El alto tribunal anula al TSJ de Canarias en el caso de un joven con documentación senegalesa y periciales forenses que pasó cuatro meses en prisión

El Tribunal Supremo refuerza la presunción de minoría de edad en casos de los jóvenes migrantes con identidad discutida. Una sentencia dictada el 29 de enero, a la que ha tenido acceso EL PAÍS, estima el recurso de casación y anula un auto del Tribunal Superior de Justicia (TSJ) de Canarias que ordenaba seguir juzgando como adulto a M. K., un senegalés cuya documentación y pruebas periciales apuntaban a que tenía 16 años y que, pese a ello, pasó cuatro meses en una prisión de adultos. La decisión deja firme la decisión previa de la Audiencia Provincial de Las Palmas, que había remitido el asunto a la jurisdicción de menores. “Lo preocupante es que este no es un caso aislado”, asegura la abogada Sara Rodríguez Trigo, quien ha representado al menor. “La crueldad de mantener a un niño en una prisión de adultos durante la determinación de edad es completamente injustificada”.
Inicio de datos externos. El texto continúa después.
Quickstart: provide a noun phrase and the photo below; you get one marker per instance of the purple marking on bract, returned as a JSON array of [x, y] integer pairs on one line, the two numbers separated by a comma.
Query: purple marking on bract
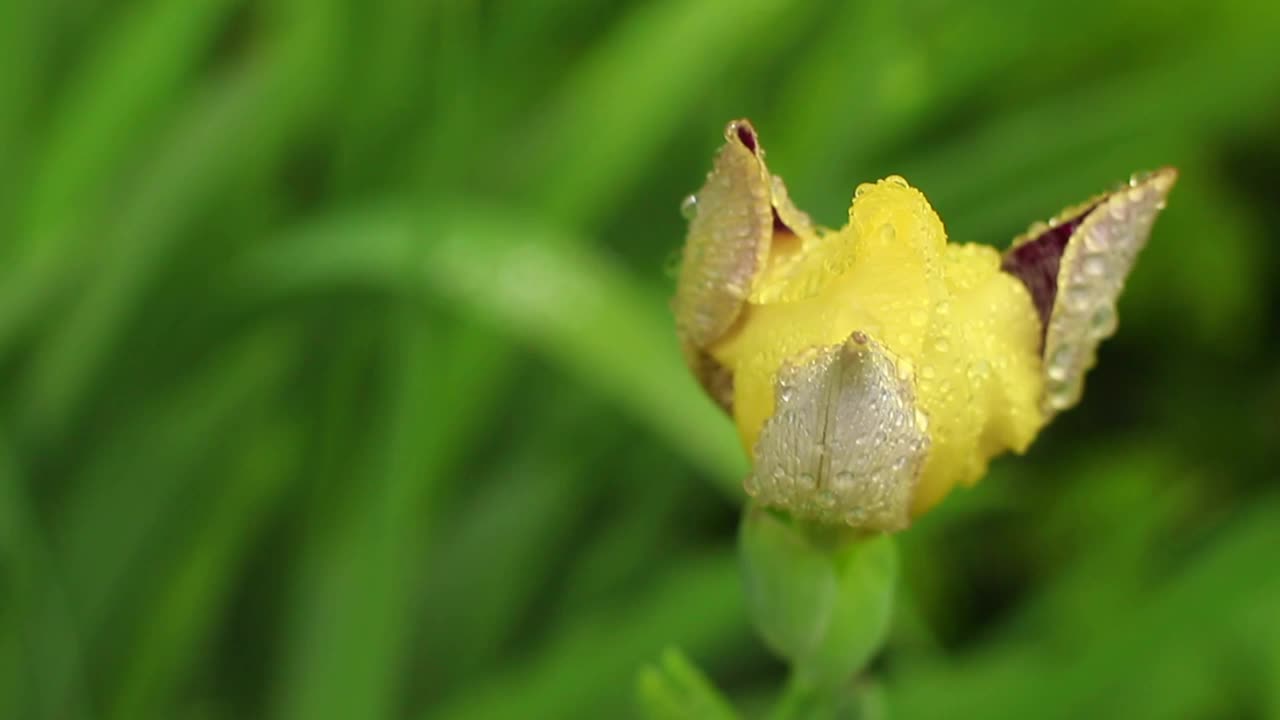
[[1036, 263]]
El caso partía de un procedimiento abreviado en mayo de 2023 en el que la Audiencia de Las Palmas, tras recibir una certificación literal de nacimiento y un extracto apostillado que fijaban la fecha de nacimiento del acusado el 15 de junio de 2007, se declaró no competente para enjuiciarle como adulto y ordenó remitir las actuaciones a la Fiscalía de Menores, al tiempo que continuó la causa respecto del coacusado mayor de edad. El Ministerio Fiscal, sin embargo, apeló la decisión. El Tribunal Superior de Justicia de Canarias estimó el recurso, declarando competente a la Audiencia para continuar el juicio ordinario, resolución que ahora el Supremo revoca en casación.